A Survey of Existing and Proposed TLS Visibility Solutions

This is the fifth and last post of a series on providing visibility of TLS 1.3 traffic in the intranet. An index to the series and related materials can be found in the TLS Traffic Visibility page.

Update. This post has been updated in response to a clarification received from Nubeva. See the section on SKI below and the next blog post.

It is well known that TLS 1.3 has created a visibility problem for encrypted intranet traffic by removing the static RSA key exchange method. Except in PSK-only mode, TLS 1.3 traffic has forward secrecy protection and cannot be decrypted by a passive middlebox provisioned with a static private key. This is known as the PFS visibility problem, where PFS stands for “perfect” forward secrecy.

But there is no awareness yet of a second problem created by TLS 1.3 that makes it harder to solve the PFS visibility problem than is generally understood. I call it the multiple protection state problem.

TLS 1.2 has PFS cipher suites, and therefore it has its own PFS visibility problem. If a client insists on using a PFS cipher suite, a passive middlebox provisioned with a static private key won't be able to decrypt the traffic. Some existing TLS visibility solutions provide the middlebox with the symmetric keys used to protect the traffic, rather than with the private key used to perform the key exchange. Such solutions are being successfully deployed for decrypting TLS 1.2 traffic. But the multiple protection state problem means that those solutions are not applicable to TLS 1.3.

I realized this as I was working on a survey of TLS visibility solutions. The problem is described in the next section and the survey can be found in the following section.

The Multiple Protection State Problem of TLS 1.3

In the previous post I defined the concept of a protection state, which specifies how client-to-server or server-to-client TLS traffic is protected and how it can be deprotected. A protection state specifies a protection cipher, which may be an AEAD algorithm or a combination of an encryption algorithm and a message authentication method, and the keying material to be used with the protection cipher, which may consist of an encryption key and a MAC key, or an AEAD algorithm key and an IV used for the construction of the AEAD nonces. Details can be found in the Protection States section of the previous post.

In TLS 1.2 there is a single protection state for each direction of traffic. But in TLS 1.3 different protection states are used for different kinds of traffic. Early application data is protected with a AEAD algorithm specified by a cipher suite associated with the first PSK proposed by the client, and keying material derived from an early traffic secret. Some of the handshake messages are encrypted, and they are protected with a possibly different AEAD algorithm, specified by a cipher suite selected by the server, and keying material derived from the handshake traffic secrets. Non-early application data is protected initially with keying material derived from initial values of the application traffic secrets, but the client and the server may update their application traffic secrets at any time during the TLS session and derive new keying material from the updated secrets.

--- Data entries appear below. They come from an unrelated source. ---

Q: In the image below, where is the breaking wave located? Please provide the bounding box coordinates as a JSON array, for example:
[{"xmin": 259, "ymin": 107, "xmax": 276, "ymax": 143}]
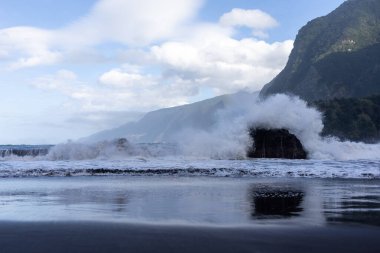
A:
[
  {"xmin": 46, "ymin": 140, "xmax": 178, "ymax": 160},
  {"xmin": 0, "ymin": 158, "xmax": 378, "ymax": 179},
  {"xmin": 178, "ymin": 94, "xmax": 380, "ymax": 160}
]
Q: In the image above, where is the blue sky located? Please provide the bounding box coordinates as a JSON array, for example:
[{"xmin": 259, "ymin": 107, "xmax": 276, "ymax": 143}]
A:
[{"xmin": 0, "ymin": 0, "xmax": 345, "ymax": 144}]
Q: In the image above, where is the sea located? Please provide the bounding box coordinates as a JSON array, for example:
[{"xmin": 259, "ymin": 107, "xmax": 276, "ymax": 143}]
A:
[{"xmin": 0, "ymin": 143, "xmax": 379, "ymax": 228}]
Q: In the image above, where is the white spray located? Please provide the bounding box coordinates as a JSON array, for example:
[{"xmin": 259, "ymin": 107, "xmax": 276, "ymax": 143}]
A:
[
  {"xmin": 45, "ymin": 93, "xmax": 380, "ymax": 161},
  {"xmin": 178, "ymin": 93, "xmax": 380, "ymax": 160}
]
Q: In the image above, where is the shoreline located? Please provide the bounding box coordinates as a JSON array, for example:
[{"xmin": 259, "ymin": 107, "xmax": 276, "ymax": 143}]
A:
[{"xmin": 0, "ymin": 221, "xmax": 379, "ymax": 253}]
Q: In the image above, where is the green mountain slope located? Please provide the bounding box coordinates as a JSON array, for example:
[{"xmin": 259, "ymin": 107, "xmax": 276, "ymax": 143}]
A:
[
  {"xmin": 315, "ymin": 95, "xmax": 380, "ymax": 142},
  {"xmin": 261, "ymin": 0, "xmax": 380, "ymax": 101}
]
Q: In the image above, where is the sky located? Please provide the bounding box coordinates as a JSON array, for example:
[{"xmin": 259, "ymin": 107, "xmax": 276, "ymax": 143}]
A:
[{"xmin": 0, "ymin": 0, "xmax": 345, "ymax": 144}]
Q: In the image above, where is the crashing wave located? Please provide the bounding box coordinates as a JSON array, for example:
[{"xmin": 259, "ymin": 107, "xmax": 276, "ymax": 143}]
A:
[
  {"xmin": 178, "ymin": 94, "xmax": 380, "ymax": 160},
  {"xmin": 0, "ymin": 158, "xmax": 378, "ymax": 179},
  {"xmin": 46, "ymin": 139, "xmax": 179, "ymax": 160}
]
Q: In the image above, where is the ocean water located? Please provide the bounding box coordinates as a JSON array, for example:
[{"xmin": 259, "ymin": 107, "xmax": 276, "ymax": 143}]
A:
[
  {"xmin": 0, "ymin": 145, "xmax": 379, "ymax": 179},
  {"xmin": 1, "ymin": 157, "xmax": 380, "ymax": 179},
  {"xmin": 0, "ymin": 144, "xmax": 379, "ymax": 227}
]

A passive middlebox cannot decrypt TLS 1.3 traffic with a single protection state for each direction of traffic. It needs different keying materials for different kinds of traffic. For non-early application data, it needs an indefinite sequence of sets of keying materials generated long after the handshake. It needs to know when to transition from one set of keying materials to another. And it may have to transition from an AEAD algorithm used for early data to a different AEAD algorithm used for handshake and non-early data; different algorithms are only used when the server rejects the early data, but rejected early data is of interest to intrusion detection systems and must be decrypted because it may help detect or identify an attack.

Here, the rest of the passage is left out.